Here is the finished column that evolved out of the previous post...

Having found the carpeted cat tower climbing thing I was looking for at a garage sale, I was beating up the seller with my savage negotiating skills.

"What do you want for it?"
"I don't know - how about ten bucks?"

It’s a talent.

Anyway, the host and I were chatting amiably as his wife went off to fetch the tower thingy when suddenly I felt an outrageous tickle in my nose.  It was enormously powerful, no doubt caused by some lurking hair that had finally built up enough spring energy to overcome the hold-back hairs that had restrained it thus far. 

It sproinged across the inside of my nostril and started titillating the other side with some ferocity. 

I uttered a loud “Aah!” gasp and began furiously rubbing my nose in an effort to quiet the horrendous irritation up there.

It didn't help.

I began twitching and rubbing it with some violence.  The home owner was staring at me now with rapt fascination.  One second I was commenting on his wares and wishing him well with his sale, the next I was contorting my entire face and rubbing my nose so violently it appeared I was perhaps trying to produce sparks with it to start a fire (and wouldn’t THAT be a talent).

The rubbing and twitching wasn’t working, so, humiliation aside, I violently inserted my index finger to the third knuckle to bring some relief.  Up it went, twisting, twirling and hopefully slicing the hair off at its base.

No such luck.

By now I was really off my rocker.  Picking, twitching, gasping, and rubbing - all in an effort to get rid of the horrible tickling menace that was my nose.  I couldn't stand it.

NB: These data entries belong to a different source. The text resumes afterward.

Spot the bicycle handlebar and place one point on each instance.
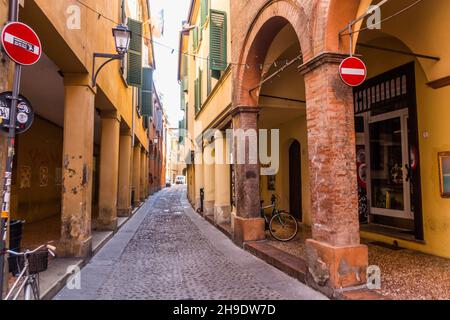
(51, 250)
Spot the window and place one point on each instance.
(134, 57)
(195, 39)
(218, 41)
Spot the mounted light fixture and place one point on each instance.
(122, 36)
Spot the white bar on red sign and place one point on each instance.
(21, 43)
(355, 72)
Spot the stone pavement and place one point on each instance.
(166, 251)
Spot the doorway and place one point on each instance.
(295, 180)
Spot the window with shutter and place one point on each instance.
(134, 68)
(182, 96)
(197, 104)
(208, 80)
(200, 91)
(218, 40)
(147, 92)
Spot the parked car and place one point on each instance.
(180, 180)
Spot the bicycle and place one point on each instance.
(34, 262)
(281, 225)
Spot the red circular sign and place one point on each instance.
(353, 71)
(21, 43)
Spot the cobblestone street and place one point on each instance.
(166, 251)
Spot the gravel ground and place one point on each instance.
(406, 274)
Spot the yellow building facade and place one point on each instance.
(84, 162)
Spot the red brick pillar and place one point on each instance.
(248, 224)
(334, 255)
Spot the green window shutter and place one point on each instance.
(134, 76)
(218, 40)
(185, 65)
(208, 80)
(197, 105)
(204, 11)
(200, 91)
(182, 96)
(147, 92)
(185, 83)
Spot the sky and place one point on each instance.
(166, 73)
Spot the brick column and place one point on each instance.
(78, 146)
(137, 174)
(222, 205)
(109, 171)
(124, 193)
(334, 255)
(248, 224)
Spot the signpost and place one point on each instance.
(353, 71)
(23, 46)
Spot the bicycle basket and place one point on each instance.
(38, 262)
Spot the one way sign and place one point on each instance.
(21, 43)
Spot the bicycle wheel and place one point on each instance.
(31, 290)
(283, 227)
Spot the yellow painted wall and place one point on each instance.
(95, 35)
(294, 129)
(40, 148)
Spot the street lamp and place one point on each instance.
(122, 37)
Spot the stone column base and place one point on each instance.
(124, 213)
(335, 267)
(252, 229)
(208, 208)
(70, 248)
(107, 225)
(222, 214)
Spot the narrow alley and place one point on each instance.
(154, 257)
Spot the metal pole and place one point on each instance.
(13, 16)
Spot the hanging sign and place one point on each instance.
(21, 43)
(353, 71)
(25, 113)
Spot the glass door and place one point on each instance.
(389, 162)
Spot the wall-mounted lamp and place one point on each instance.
(122, 37)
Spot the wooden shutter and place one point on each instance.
(208, 80)
(200, 91)
(147, 92)
(204, 11)
(195, 38)
(197, 105)
(182, 96)
(218, 40)
(134, 76)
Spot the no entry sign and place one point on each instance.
(353, 71)
(21, 43)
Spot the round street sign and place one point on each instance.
(25, 113)
(353, 71)
(21, 43)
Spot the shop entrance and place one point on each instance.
(387, 149)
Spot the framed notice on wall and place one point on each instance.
(444, 173)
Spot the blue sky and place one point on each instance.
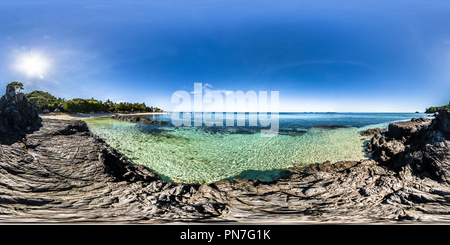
(359, 56)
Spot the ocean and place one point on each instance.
(202, 154)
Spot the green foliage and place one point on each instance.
(44, 100)
(436, 109)
(18, 86)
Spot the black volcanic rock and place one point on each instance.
(62, 173)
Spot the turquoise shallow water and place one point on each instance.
(201, 154)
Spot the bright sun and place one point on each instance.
(33, 65)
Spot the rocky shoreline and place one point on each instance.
(60, 172)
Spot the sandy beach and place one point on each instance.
(66, 116)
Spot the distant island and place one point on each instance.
(45, 102)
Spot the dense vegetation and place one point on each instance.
(436, 109)
(44, 100)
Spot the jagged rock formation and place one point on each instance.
(16, 113)
(62, 172)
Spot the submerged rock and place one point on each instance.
(330, 126)
(136, 119)
(62, 172)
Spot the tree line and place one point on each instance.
(44, 100)
(434, 109)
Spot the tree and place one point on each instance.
(18, 86)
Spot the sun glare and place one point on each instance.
(33, 65)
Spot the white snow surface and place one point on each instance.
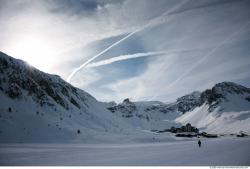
(214, 152)
(232, 115)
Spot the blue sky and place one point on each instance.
(201, 43)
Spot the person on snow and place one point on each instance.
(199, 143)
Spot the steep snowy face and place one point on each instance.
(35, 106)
(188, 102)
(223, 109)
(223, 92)
(151, 115)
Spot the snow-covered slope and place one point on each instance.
(151, 115)
(223, 109)
(39, 107)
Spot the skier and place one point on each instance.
(199, 143)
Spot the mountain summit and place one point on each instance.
(40, 107)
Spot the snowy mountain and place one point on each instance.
(223, 109)
(39, 107)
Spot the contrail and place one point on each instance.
(99, 54)
(135, 55)
(154, 22)
(124, 57)
(205, 56)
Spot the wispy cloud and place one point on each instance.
(156, 21)
(123, 57)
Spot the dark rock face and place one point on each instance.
(188, 102)
(220, 91)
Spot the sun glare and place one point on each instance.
(34, 50)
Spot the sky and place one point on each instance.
(143, 50)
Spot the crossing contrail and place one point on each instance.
(159, 20)
(229, 38)
(124, 57)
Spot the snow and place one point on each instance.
(214, 152)
(232, 115)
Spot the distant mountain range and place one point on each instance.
(40, 107)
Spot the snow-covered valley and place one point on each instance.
(47, 121)
(215, 152)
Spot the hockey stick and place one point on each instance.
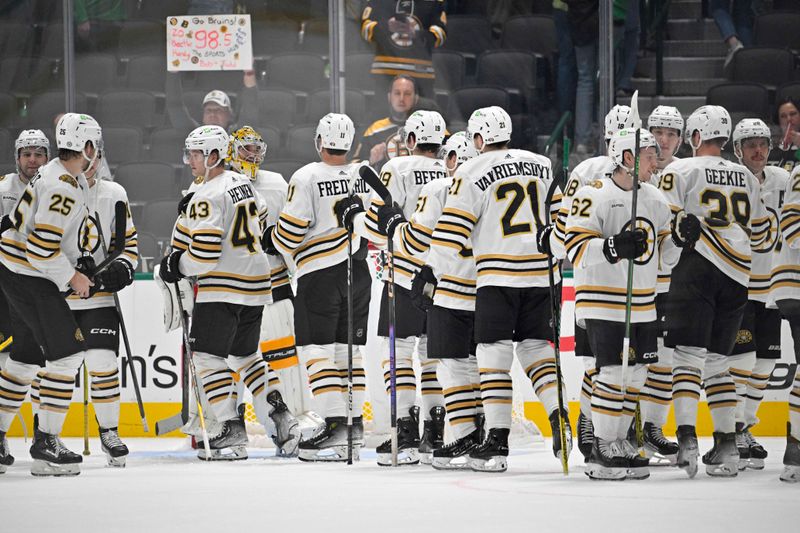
(119, 240)
(369, 175)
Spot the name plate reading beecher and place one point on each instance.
(209, 42)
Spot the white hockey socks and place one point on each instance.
(461, 399)
(759, 378)
(494, 366)
(15, 380)
(55, 391)
(607, 403)
(217, 380)
(406, 380)
(325, 379)
(104, 376)
(359, 376)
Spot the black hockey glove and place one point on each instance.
(346, 210)
(170, 272)
(389, 217)
(625, 245)
(685, 229)
(184, 203)
(422, 288)
(117, 275)
(266, 242)
(543, 239)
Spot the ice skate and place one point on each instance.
(585, 436)
(407, 442)
(657, 448)
(638, 465)
(329, 445)
(6, 459)
(287, 436)
(791, 458)
(52, 458)
(555, 426)
(229, 445)
(723, 459)
(455, 456)
(432, 435)
(688, 450)
(492, 454)
(606, 461)
(113, 447)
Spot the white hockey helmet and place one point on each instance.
(618, 118)
(492, 123)
(74, 130)
(625, 140)
(428, 127)
(32, 139)
(334, 131)
(206, 139)
(666, 116)
(247, 150)
(711, 121)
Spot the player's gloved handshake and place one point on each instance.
(625, 245)
(685, 229)
(346, 210)
(422, 288)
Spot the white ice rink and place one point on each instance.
(166, 488)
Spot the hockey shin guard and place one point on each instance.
(494, 366)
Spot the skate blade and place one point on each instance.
(407, 457)
(790, 474)
(45, 468)
(231, 453)
(498, 463)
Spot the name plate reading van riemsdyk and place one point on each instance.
(209, 42)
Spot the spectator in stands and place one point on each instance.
(380, 142)
(217, 108)
(99, 23)
(735, 25)
(404, 33)
(787, 154)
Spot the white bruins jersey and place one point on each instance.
(785, 284)
(603, 209)
(404, 176)
(308, 233)
(103, 196)
(273, 189)
(585, 172)
(455, 269)
(223, 222)
(492, 201)
(772, 192)
(47, 239)
(11, 187)
(724, 196)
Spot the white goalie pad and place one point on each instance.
(171, 293)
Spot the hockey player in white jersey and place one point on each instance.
(404, 176)
(311, 238)
(708, 288)
(233, 278)
(758, 343)
(785, 294)
(599, 237)
(277, 343)
(666, 125)
(497, 200)
(39, 255)
(587, 171)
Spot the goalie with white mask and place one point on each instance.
(313, 242)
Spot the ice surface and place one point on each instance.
(166, 488)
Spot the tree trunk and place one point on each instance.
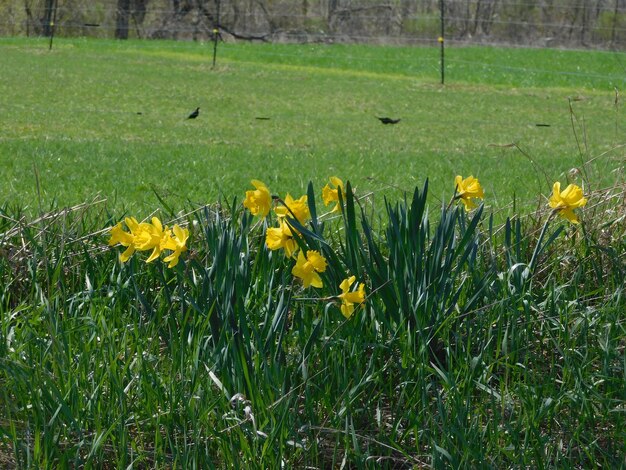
(123, 13)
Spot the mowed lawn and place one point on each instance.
(104, 118)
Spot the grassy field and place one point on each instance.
(402, 333)
(70, 117)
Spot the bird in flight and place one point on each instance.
(195, 114)
(386, 120)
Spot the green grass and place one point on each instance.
(480, 344)
(477, 346)
(70, 117)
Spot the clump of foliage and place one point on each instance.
(273, 335)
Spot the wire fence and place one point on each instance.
(419, 26)
(562, 23)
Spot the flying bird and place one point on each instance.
(195, 114)
(386, 120)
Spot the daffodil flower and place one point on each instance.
(298, 208)
(565, 202)
(350, 298)
(281, 237)
(468, 189)
(259, 200)
(307, 268)
(149, 236)
(330, 195)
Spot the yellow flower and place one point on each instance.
(330, 195)
(348, 299)
(118, 235)
(153, 236)
(177, 243)
(281, 237)
(565, 202)
(308, 268)
(259, 200)
(295, 207)
(129, 240)
(149, 236)
(468, 189)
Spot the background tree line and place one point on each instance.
(528, 22)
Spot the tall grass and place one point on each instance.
(478, 345)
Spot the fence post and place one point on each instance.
(441, 40)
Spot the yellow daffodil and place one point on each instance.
(177, 243)
(330, 195)
(468, 189)
(153, 237)
(348, 298)
(281, 237)
(565, 202)
(259, 200)
(294, 207)
(307, 268)
(149, 236)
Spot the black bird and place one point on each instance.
(195, 114)
(386, 120)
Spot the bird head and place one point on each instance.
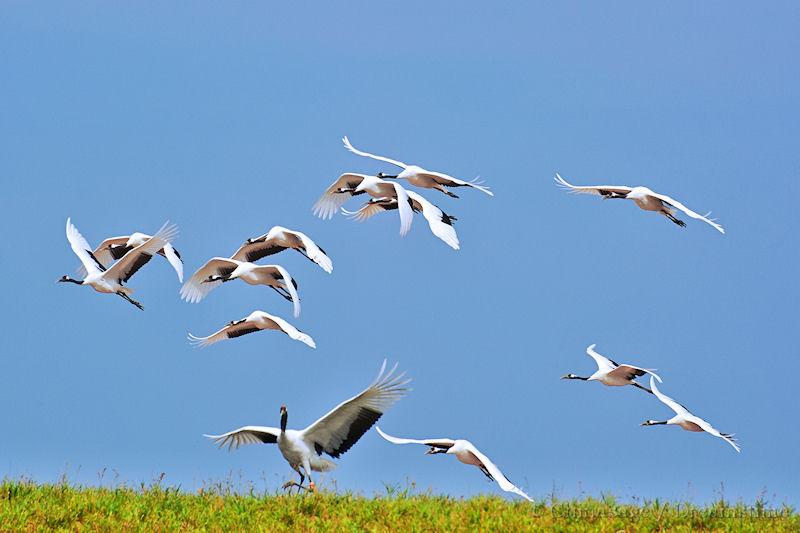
(433, 451)
(284, 417)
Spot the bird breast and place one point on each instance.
(292, 447)
(690, 426)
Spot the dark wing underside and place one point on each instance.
(234, 332)
(141, 260)
(118, 251)
(365, 419)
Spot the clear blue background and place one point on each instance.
(227, 120)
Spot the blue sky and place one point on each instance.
(228, 121)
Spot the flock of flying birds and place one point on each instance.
(110, 266)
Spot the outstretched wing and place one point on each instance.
(498, 476)
(246, 435)
(337, 194)
(135, 259)
(672, 404)
(197, 287)
(174, 259)
(259, 248)
(83, 250)
(450, 181)
(630, 372)
(442, 444)
(404, 208)
(313, 251)
(109, 251)
(727, 437)
(290, 330)
(676, 204)
(599, 190)
(231, 331)
(337, 431)
(441, 224)
(350, 147)
(371, 208)
(278, 272)
(603, 363)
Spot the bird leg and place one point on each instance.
(678, 221)
(131, 300)
(290, 484)
(486, 472)
(305, 254)
(283, 292)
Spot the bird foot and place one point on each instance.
(289, 484)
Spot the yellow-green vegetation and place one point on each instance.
(26, 506)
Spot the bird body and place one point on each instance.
(440, 223)
(687, 420)
(111, 280)
(352, 184)
(255, 321)
(218, 270)
(278, 239)
(467, 453)
(114, 248)
(643, 197)
(613, 374)
(333, 434)
(418, 176)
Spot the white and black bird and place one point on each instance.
(278, 239)
(467, 453)
(111, 280)
(114, 248)
(613, 374)
(352, 184)
(255, 321)
(333, 434)
(441, 223)
(219, 270)
(643, 197)
(687, 420)
(419, 177)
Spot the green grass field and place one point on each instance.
(26, 506)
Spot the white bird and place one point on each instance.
(441, 223)
(351, 184)
(419, 177)
(219, 270)
(255, 321)
(687, 420)
(278, 239)
(467, 453)
(613, 374)
(114, 248)
(333, 434)
(111, 280)
(643, 197)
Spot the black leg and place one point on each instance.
(131, 300)
(678, 221)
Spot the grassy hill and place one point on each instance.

The man asked "Are you all right?"  He must have thought I was some sort of crack addict in desperate need of a score.  I tried to lighten the atmosphere, which had quieted since a small crowd had gathered to watch me pitch some sort of fit.  "I have a hair up my nose!" I announced.  "It really tickles!  Aarrrgh!"  I don't think this explanation did much to assure them that I was normal.

Then I remembered that I carry a finger nail clipper on my key ring.  Clutching it, I rushed over to a tacky dresser with a dreadful 1970's style decorative mirror attached, leaned up close to it, and inserted my clippers into the offending tubule.  I began frantically snipping, the denuded hairs shooting forth like grass from a push lawn mower.

All the while I was gasping and moaning such was my distraction.

The clippers mainly nicked my delicate nasal tissues and pulled the stout, springy hairs out by the roots, bringing more gasps of pain, and also causing a small flood of tears to well up. 

Intensely focused, I lost track of where I was and what was going on around me.  Finally I must have snipped the blighter because the itch suddenly went away.

Tears streaming down my face, nicks inside my nose starting to bleed, small hairs sprayed over my cheeks, I turned away from the mirror, smiling and at peace.  “Aaaaah!” I sighed.

I beheld a crowd of twenty or so stunned onlookers who began applauding. 

Newly arriving patrons of this garage sale were no doubt curious to observe a disheveled, wild-looking gentleman with kleenex wadded up his nose and tear stains on his cheeks leaving the scene.   

I didn't have time to explain to them it is not often you find exactly what you are hunting for at a garage sale.  It pays to dig around in dark, cramped places to turn up the really satisfying stuff.